11. Truth is less important to them than whether something helps their party.

They’re willing to bend the truth or repeat outright lies, as long as it’s consistent with their party’s position. They routinely fact-check the opposition, but never their own side.

12. They automatically believe and forward/share/retweet every conspiracy theory about the opposition, no matter how ridiculous and false.

When it's pointed out to them that it’s a hoax, they don’t concede the point, saying instead that it sounds exactly like what their political enemies would do. They remain gullible to subsequent conspiracy theories that are equally false.

13. Their political views take precedence over their seemingly deep religious or spiritual convictions.

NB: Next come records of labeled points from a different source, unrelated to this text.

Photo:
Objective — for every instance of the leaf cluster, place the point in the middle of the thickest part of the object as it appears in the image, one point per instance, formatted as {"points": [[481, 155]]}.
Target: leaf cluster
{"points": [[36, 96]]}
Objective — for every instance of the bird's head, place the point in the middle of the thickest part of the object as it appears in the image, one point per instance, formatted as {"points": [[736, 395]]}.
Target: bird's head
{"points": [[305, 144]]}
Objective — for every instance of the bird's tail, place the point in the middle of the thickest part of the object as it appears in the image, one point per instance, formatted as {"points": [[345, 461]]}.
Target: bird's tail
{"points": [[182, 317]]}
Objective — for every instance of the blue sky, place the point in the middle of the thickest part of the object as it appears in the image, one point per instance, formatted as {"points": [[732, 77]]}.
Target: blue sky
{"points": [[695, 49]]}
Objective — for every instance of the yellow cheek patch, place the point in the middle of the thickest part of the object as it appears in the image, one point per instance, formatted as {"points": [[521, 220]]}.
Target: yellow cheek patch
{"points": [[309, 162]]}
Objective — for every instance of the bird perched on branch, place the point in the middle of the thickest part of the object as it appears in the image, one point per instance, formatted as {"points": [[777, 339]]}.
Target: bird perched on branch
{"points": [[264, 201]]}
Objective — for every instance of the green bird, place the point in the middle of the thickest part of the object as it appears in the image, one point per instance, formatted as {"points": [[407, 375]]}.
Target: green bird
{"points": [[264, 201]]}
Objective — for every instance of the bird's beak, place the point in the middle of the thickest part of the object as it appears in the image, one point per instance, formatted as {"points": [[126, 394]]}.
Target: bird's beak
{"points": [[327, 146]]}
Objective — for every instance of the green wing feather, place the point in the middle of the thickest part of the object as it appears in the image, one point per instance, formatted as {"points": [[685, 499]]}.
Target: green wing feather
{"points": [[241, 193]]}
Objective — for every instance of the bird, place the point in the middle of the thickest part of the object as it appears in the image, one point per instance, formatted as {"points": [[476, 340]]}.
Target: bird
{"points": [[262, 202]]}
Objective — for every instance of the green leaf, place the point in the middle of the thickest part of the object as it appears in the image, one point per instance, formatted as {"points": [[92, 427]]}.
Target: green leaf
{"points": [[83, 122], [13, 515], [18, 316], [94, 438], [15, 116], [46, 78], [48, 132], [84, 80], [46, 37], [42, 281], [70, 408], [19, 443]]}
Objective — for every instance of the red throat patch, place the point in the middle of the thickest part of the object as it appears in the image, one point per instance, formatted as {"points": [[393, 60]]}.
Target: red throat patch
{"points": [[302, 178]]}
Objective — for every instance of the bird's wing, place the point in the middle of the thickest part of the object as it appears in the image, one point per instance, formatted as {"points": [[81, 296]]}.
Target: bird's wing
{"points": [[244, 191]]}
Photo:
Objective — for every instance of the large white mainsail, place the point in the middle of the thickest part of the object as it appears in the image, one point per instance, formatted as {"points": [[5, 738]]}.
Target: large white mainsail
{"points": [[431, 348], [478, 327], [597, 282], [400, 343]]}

They seem willing to overlook obvious contradictions between their faith and their politics, always deferring to the latter—or finding tortured ways to try to reconcile the two. For example, they ascribe to Buddhist principles yet approve of violence against their political enemies; or, they profess to be a follower of Christ, but disregard his charge to "love your enemies" and "do good to them that hate you" (Matthew 5:44).

14. They assume that everyone who disagrees with them must be brainwashed.

It’s easy for them to see others’ bias while seeing themselves as the lone freethinker. Similar to the fundamental attribution error, they attribute their own beliefs to carefully thinking through each issue, while others’ views are attributed to their party loyalty.

Scoring: Each item gets a single point; simply add them up to find your friend’s score. The probability that your friend is brainwashed is roughly as follows:

  • 0-4: Low
  • 5-9: Moderate
  • 10-14: High

If you're interested in helping to undo political polarization and find common ground, consider learning more about groups like More in Common, which aims to "strengthen democratic societies against the threats of polarization and division," or Beyond Conflict, with the goal of "national reconciliation in the aftermath of division and violence."